Researching on other crops applicable for most regions

The Guardian
Published at 06:00 AM Aug 23 2024
Vice President Dr Philip Mpango
Photo: Filre
Vice President Dr Philip Mpango

REGIONAL tours often help top national leaders to find out what is needed in a specific area and initiate action in that direction in ways that would not be available for members of Parliament or regional administrators.

These cadres have to make their feelings known to the relevant ministry, and then expect that the ministry may add such item for a ‘to do’ schedule of work, often pushed to the following year.

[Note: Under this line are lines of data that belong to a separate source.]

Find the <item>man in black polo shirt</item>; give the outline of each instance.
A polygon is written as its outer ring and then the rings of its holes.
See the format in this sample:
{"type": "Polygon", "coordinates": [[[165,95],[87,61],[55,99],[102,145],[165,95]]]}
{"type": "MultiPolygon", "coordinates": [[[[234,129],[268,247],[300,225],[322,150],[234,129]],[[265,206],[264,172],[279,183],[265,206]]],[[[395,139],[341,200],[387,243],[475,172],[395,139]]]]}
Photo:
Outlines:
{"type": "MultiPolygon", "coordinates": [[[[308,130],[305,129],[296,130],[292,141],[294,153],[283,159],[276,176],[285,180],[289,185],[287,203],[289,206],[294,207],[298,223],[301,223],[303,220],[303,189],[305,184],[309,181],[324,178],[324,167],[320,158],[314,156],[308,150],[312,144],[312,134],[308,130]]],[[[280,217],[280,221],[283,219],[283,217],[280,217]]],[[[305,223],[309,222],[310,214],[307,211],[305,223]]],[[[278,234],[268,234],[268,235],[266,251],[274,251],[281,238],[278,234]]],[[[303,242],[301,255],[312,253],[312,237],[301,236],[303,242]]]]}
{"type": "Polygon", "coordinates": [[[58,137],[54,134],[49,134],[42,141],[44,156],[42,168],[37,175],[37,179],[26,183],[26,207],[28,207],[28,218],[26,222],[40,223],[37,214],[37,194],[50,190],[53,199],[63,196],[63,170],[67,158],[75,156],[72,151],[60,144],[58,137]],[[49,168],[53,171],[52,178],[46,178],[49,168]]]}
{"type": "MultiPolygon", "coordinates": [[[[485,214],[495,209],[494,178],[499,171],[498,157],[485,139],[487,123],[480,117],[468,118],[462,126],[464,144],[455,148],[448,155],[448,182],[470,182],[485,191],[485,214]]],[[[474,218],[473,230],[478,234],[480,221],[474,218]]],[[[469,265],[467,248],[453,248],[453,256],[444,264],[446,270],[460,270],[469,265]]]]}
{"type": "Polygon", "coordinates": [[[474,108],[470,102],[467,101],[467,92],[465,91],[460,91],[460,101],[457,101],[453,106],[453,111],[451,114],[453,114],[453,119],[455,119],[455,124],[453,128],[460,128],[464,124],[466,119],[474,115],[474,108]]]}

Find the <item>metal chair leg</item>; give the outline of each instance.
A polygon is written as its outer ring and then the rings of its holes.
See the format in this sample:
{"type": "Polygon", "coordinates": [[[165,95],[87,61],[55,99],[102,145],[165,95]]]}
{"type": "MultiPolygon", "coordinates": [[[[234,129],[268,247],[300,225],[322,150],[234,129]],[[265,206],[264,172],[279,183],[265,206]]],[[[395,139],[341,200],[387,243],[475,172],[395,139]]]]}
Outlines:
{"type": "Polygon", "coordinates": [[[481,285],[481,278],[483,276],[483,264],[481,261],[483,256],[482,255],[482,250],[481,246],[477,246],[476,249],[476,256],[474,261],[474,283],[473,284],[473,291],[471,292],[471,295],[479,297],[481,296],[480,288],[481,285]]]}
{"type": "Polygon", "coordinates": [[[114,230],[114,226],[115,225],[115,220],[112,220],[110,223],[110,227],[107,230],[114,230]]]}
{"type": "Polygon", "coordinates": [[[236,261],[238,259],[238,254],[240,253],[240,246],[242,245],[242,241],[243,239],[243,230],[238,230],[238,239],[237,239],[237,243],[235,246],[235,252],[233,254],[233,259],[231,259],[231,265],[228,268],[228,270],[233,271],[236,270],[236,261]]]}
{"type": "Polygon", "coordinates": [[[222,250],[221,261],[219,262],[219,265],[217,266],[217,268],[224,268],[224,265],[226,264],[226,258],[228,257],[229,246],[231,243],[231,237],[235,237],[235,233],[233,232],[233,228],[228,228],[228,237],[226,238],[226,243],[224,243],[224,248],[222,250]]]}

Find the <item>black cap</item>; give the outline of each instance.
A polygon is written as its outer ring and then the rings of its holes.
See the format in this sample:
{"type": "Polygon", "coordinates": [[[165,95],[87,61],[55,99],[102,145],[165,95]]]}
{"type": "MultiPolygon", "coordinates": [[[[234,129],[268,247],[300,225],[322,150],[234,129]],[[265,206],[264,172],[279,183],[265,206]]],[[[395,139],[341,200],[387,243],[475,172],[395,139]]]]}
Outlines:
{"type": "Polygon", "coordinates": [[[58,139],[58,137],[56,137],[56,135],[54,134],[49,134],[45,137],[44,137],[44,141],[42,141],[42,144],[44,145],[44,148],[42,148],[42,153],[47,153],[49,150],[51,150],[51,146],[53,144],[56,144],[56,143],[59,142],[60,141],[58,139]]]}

If it wouldn’t have been forgotten.

This situation shows why the working visit by Vice President Dr Philip Mpango in Dodoma Region can help bring about change much sooner if this directives when touring Kongwa District are effected rapidly enough.

The VP directed research institutions, with the Tanzania Agricultural Research Institute (TARI) most notably, to make an effort to find out what new crops can thrive in the region.

The key idea was that the land there has the potential for producing a variety of crops, which the specific institutions may be aware.

Those with limited familiarity with crop specialisations in regions know that the region or the central plateau as a whole was famous for groundnuts for decades, and in the 1970s or thereabouts grapes were added.

There are other crops that are likely to be stapled in the area and in the cooler hinterland to the north, especially wheat and barley, whereas their cousin, sorghum, is cited for drier areas like the central regions.

Yet there are wider preoccupations in that sphere, noticed in the VP’s itinerary for the week-long visitation.

The VP laid a foundation stone for a smart grain management centre, which has the dual task of controlling the spread of fungal toxins, an improvement that is likely to make it easier for maize grown in the area to find the best markets.

This sort of facility is needed in most maize growing areas as it is a local staple, and is especially susceptible to fungal attack, in which case this isn’t just a Kongwa District initiative but a nationwide demand.

Lack of access to good markets or periodic disturbances at border posts owing to routine suspicions that local maize has vast potential for fungal poisoning would be diminished.

Agricultural extension activities to ensure the regular availability of quality and affordable seeds was also at issue in the tour, with a vow by regulatory authorities to remove fake seeds by inspecting points of sale and quality of seed production.

There was also the case of flour milling factory, to be dotted with a machine for adding nutrients to grain, hence addressing challenges of receiving mixed nutrients from abroad.

This method is likely to be lined up to replace the push for genetic modification, improving seeds by protein addition, which activists oppose, heightening dependency on imported commercial seeds.

When maize has no more fungal drawbacks and grain is nutritionally improved overall, the last item on the visit would be an imprint to success, namely the need to build dams to trap rain water and use it for irrigation farming.

The VP underlined this need for the Mtanana community in Kongwa District, but it is hard to figure out what other districts do not actually have that problem.

Instead of a signal to the National Irrigation Commission what communities need a dam to start all round planting with irrigation, it is easier to ask the National Planning Commission to sit with PO-RALG and map out arrangements for an agency to be set up, or local companies tendered, to do the job for most wards and villages.